Current Sociology
Sociologist of the Month, October 2021
Please welcome our Sociologist of the Month for October 2021, Ali Meghji (Department of Sociology, University of Cambridge, UK). His Open Access article for Current Sociology, Towards a theoretical synergy: Critical race theory and decolonial thought in Trumpamerica and Brexit Britain is promoted here this month.
Ali Meghji
Could you please tell us about yourself? How did you come to your field of study?
A. Meghji: I am currently an Assistant Professor in Social Inequalities, in the Department of Sociology, University of Cambridge. I have always had an interest in the sociology of race, though that exact empirical scope has changed over time. One of my first empirical studies was on the Black middle-class in Britain, looking at how structural racism shapes the unequal distribution of cultural capital. In this empirical study, I used the racialized social system approach from critical race theory (CRT), pioneered by Eduardo Bonilla-Silva, and as my research developed, I became more interested in systematically engaging with this racialized social system approach, looking at what it is well placed to study, and where its limitations may lie. It was in examining its limitations that I was pushed towards embracing central tenets of decolonial thought too, as I outline in this paper ‘Towards a theoretical synergy’.
What prompted you to research the area of your article, “Towards a theoretical synergy: critical race theory and decolonial thought in Trumpamerica and Brexit Britain”?

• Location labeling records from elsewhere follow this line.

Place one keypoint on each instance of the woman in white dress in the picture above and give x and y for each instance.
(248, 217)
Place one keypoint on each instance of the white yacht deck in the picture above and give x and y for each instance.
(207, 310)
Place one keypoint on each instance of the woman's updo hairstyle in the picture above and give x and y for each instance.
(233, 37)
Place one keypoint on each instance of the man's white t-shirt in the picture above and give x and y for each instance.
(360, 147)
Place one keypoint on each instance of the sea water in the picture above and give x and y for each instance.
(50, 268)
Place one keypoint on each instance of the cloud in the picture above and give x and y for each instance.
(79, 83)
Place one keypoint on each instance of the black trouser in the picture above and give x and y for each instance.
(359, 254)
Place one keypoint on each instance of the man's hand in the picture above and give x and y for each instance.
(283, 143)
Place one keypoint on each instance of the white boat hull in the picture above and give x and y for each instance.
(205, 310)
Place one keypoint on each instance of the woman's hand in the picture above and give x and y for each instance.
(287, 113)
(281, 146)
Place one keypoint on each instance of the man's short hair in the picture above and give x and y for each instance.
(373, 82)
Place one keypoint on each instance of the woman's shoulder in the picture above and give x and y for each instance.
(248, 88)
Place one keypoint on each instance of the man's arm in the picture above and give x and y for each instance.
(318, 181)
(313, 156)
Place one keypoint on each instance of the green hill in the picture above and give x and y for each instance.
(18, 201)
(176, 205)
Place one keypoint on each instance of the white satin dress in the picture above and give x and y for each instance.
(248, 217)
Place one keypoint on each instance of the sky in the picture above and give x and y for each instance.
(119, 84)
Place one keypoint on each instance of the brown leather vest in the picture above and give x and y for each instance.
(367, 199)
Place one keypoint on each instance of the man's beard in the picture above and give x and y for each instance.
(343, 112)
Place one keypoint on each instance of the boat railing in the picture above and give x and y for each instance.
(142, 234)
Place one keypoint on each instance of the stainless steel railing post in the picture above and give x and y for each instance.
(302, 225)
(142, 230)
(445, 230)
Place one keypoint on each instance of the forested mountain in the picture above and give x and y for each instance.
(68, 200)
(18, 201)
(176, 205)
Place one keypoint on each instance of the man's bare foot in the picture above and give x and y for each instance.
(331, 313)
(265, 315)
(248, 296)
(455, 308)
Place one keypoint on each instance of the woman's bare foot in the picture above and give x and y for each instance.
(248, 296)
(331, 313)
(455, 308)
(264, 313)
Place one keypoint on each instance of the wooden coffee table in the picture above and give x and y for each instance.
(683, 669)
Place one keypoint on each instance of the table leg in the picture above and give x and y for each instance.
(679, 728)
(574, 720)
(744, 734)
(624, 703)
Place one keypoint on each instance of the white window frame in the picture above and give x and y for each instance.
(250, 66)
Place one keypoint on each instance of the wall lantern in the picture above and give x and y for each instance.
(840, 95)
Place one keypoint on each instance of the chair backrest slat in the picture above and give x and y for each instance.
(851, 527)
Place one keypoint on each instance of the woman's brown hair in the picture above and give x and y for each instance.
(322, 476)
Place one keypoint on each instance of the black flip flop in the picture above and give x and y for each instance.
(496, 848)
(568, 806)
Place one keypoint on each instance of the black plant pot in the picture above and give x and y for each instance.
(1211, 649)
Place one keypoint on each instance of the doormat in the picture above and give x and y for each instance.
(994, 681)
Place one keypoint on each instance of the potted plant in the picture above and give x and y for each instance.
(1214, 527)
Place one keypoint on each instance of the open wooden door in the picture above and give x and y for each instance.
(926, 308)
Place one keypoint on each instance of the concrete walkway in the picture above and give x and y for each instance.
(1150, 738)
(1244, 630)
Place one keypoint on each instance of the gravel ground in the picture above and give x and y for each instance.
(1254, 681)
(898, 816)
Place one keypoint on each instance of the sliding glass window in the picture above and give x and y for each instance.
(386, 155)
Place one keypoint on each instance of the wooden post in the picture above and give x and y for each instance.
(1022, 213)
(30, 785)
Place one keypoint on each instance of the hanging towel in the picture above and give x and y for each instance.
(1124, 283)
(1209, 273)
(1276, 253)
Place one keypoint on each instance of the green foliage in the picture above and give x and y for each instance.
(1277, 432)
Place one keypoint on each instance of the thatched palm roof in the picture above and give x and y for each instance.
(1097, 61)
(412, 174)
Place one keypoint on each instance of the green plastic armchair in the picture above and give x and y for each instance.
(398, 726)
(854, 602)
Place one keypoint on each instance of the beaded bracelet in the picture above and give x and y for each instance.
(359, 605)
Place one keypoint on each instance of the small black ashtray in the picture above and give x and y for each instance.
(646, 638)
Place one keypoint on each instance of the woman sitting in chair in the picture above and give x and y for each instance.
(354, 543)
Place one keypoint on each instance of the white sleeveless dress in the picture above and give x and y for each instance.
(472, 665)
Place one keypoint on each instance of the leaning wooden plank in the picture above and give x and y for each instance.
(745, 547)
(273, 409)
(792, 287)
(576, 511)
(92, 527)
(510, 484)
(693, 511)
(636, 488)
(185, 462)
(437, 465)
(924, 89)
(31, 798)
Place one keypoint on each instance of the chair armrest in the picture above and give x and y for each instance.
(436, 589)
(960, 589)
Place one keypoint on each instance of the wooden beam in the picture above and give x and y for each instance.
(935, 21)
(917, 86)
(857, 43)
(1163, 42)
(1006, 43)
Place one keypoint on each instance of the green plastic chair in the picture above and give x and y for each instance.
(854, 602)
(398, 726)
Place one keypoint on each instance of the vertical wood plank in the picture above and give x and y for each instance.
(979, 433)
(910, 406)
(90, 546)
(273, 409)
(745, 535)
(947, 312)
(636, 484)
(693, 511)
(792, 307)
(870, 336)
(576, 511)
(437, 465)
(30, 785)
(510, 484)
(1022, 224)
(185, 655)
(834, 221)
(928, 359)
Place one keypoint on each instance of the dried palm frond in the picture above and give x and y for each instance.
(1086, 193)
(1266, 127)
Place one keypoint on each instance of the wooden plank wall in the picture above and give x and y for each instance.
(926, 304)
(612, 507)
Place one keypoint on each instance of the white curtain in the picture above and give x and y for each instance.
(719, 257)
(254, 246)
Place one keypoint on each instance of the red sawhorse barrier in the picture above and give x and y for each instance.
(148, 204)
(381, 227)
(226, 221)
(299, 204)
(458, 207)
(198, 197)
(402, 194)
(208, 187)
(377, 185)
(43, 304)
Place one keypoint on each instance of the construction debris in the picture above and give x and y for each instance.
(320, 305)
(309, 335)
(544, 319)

A. Meghji: The central driving argument of this paper is that you can build a successful ‘both and’ approach to CRT and decolonial thought, despite the fact that there are crucial differences that separate them. CRT – especially in the racialized social system approach – is largely geared towards the study of national racialized social systems, and how these various systems have their own schemes of racial ideologies, racial interests, racialized emotional repertoires, and so on. However, this approach is not necessarily geared towards studying the relations that exist between racialized social systems (though some excellent scholarship has been done on trying to do this, such as Melissa Weiner’s and Michelle Christian’s works). On the other hand, decolonial thought is focused on the historical, global social analysis that CRT sometimes elides. Rather than endorsing a form of universalism, I started form the position that theories do not have to be theories of everything, and neither do theories have to be ranked against one another in a hierarchy. Sometimes, as I show in this paper, you can use quite different theories in your research in a way that is especially productive. The study of Brexit and Trump, therefore, is mostly a ‘case of’ this synergized analysis, highlighting the benefits of using this both-and approach.
What do you see as the key findings of your article?
A. Meghji: The central argument of this paper – in terms of the empirical contribution – is that you can’t fully understand the electoral victories of Brexit and Trump in 2016, and nor their immediate aftermaths, without incorporating insights from CRT and decolonial thought. In both cases, for instance, critical race analysis helps us to see how both projects stemmed from and built on particular racial ideologies (colorblind racism / post-racialism) and emergent racialized emotions (white victimhood, white estrangement). At the same time, in both cases we also need a much more historically based, transnational form of analysis offered by decolonial thought, in order to highlight the imperial nostalgia articulated by both projects.
What are the wider social implications of your research in the current social climate? How do you think things will change in the future?
A. Meghji: As I alluded to above, this paper is about the interplay between CRT and decolonial thought much more than it is really about Brexit and Trump. Brexit and Trump were more so cases to highlight the need for this interplay. In this regard, I hope that one of the implications of this research is to show us how important it is to have a balance in our analysis between national specificity and presentism on the one hand, and historical, transnational analysis on the other. It does not have to be either/or. Indeed, in the book I am currently writing on this synergy, I show how this both-and approach applies to a range of phenomena – including global capitalism, the climate crisis, the COVID-19 pandemic, and 21st century nationalisms. All of these find life and reproduction in national racialized social systems, but are equally articulations of global coloniality.
Do you have any links to images, documents or other pieces of research which build on or add to the article? Or a suggested reading list?
A. Meghji: As I mentioned, this research brings together my interest in critical race theory and the decolonization of knowledge. In this regard, this paper published in Current Sociology connects with these two streams of research that I have been working on in books such as Decolonizing Sociology, and papers such as “Just what is critical race theory” in the British Journal of Sociology. I am currently writing a monograph looking at the synergy between CRT and decoloniality, due to be published with Temple University Press, and I have published another ‘synergy’ analysis of the COVID-19 pandemic with one of my brilliant PhD students – Sophie Marie Niang – entitled “Between Post-Racial Ideology and Provincial Universalisms”. I was over the moon to find out that Debbie Bargallie and Alana Lentin had engaged with my paper in their own iteration of the CRT-decoloniality synergy in a paper they published: “Towards a ‘both and’ approach to critical race and critical Indigenous studies in Australia”, and Debbie Bargallie’s recent book Unmasking the racial contract also develops this ‘both and’ approach.